Mirix-AI · Jasonya · May 28, 2026 · May 17, 2026 · May 23, 2026 · May 28, 2026
diff --git a/.gitignore b/.gitignore
@@ -47,6 +47,10 @@ htmlcov/
 *.sqlite
 *.sqlite-journal
 test-results/
+
+# eval memory snapshots: PG dump + full Neo4j JSON export (~hundreds of MB
+# each, regenerable from a fresh ingest). Same rationale as results/.
+evals/snapshots/
 test_*.db
 *.log
 .persist
diff --git a/REVISION.md b/REVISION.md
@@ -0,0 +1,53 @@
+# isolate_revision
+
+Clean upstream base (`origin/main`, `b45563a`) **+ targeted memory fixes**, with
+**no dual-graph (v4/v5+) code**. 5 commits ahead of `origin/main`, 0 behind.
+
+Intended as a minimal, reproducible test base for LoCoMo / LongMemEval memory
+evaluation: upstream `main` plus only the fixes needed for correct episodic /
+semantic ingest and accurate token accounting.
+
+## What this branch adds
+
+### 1. MAB conflict-resolution + source provenance
+- ORM / schema: `episodic_memory.source_refs`, `semantic_memory.source_refs`
+  and `prior_values`, `users.turn_counter` / `users.chunk_counter`.
+- Deterministic semantic-insert conflict resolution, gated per meta-agent by
+  `enable_conflict_resolution`; legacy free-form insert stays the default.
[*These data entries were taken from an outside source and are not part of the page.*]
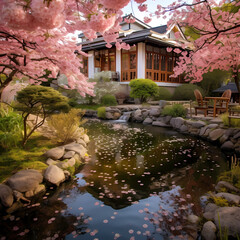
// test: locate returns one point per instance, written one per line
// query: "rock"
(77, 158)
(137, 116)
(216, 134)
(51, 162)
(167, 119)
(232, 198)
(216, 120)
(82, 142)
(14, 207)
(109, 116)
(67, 174)
(29, 194)
(237, 135)
(229, 218)
(223, 138)
(145, 113)
(209, 231)
(160, 124)
(210, 126)
(183, 128)
(227, 146)
(116, 115)
(226, 185)
(54, 175)
(77, 148)
(193, 219)
(198, 124)
(6, 195)
(147, 121)
(55, 153)
(209, 215)
(211, 207)
(40, 188)
(155, 112)
(69, 154)
(71, 162)
(177, 122)
(17, 195)
(162, 103)
(25, 180)
(85, 138)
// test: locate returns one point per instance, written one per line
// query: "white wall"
(118, 62)
(91, 64)
(141, 60)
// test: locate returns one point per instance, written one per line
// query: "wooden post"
(190, 108)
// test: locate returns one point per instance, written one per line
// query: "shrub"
(121, 95)
(65, 126)
(143, 89)
(163, 94)
(186, 92)
(109, 100)
(101, 112)
(225, 119)
(11, 126)
(40, 101)
(73, 102)
(176, 110)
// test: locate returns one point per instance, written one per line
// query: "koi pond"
(139, 182)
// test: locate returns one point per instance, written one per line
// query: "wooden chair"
(202, 104)
(222, 105)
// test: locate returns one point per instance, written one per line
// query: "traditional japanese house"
(147, 57)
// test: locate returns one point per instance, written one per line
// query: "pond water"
(139, 182)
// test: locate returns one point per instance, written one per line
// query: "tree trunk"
(5, 83)
(236, 79)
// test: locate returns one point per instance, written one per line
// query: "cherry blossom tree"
(216, 29)
(34, 36)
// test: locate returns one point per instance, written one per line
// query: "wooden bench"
(232, 113)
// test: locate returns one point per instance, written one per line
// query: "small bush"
(65, 126)
(163, 94)
(234, 122)
(73, 102)
(11, 126)
(144, 89)
(176, 110)
(109, 100)
(186, 92)
(121, 95)
(101, 112)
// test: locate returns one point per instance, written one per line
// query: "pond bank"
(228, 139)
(62, 162)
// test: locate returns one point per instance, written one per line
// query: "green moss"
(220, 201)
(71, 170)
(101, 112)
(31, 156)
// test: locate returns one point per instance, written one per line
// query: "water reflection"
(136, 184)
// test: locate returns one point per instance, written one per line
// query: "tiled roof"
(232, 86)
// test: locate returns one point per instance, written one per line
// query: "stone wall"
(213, 130)
(29, 182)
+- Source provenance (turn_id / chunk_id / serial / occurred_at) flows from
+  `/memory/add` through to stored records.
+- `UserManager.reserve_source_ids`, `semantic_memory_upsert_fact` tool,
+  MetaAgent prompt augmentation.
+- Design docs: `docs/mab_conflict_resolution_and_provenance.md`,
+  `docs/mab_raw_chunk_side_channel.md`, `docs/mab_user_id_isolation_fix.md`.
+
+### 2. Three retrieval / ingest fixes
+- **pgvector SELECT**: the episodic & semantic embedding-search built an
+  explicit column list that omitted `source_refs` (+ `prior_values` on the
+  semantic side). Those are non-nullable List fields, so `to_pydantic()`
+  received `None` → every search threw a Pydantic `ValidationError` and
+  silently returned no memories. Added them to the `select()` column lists.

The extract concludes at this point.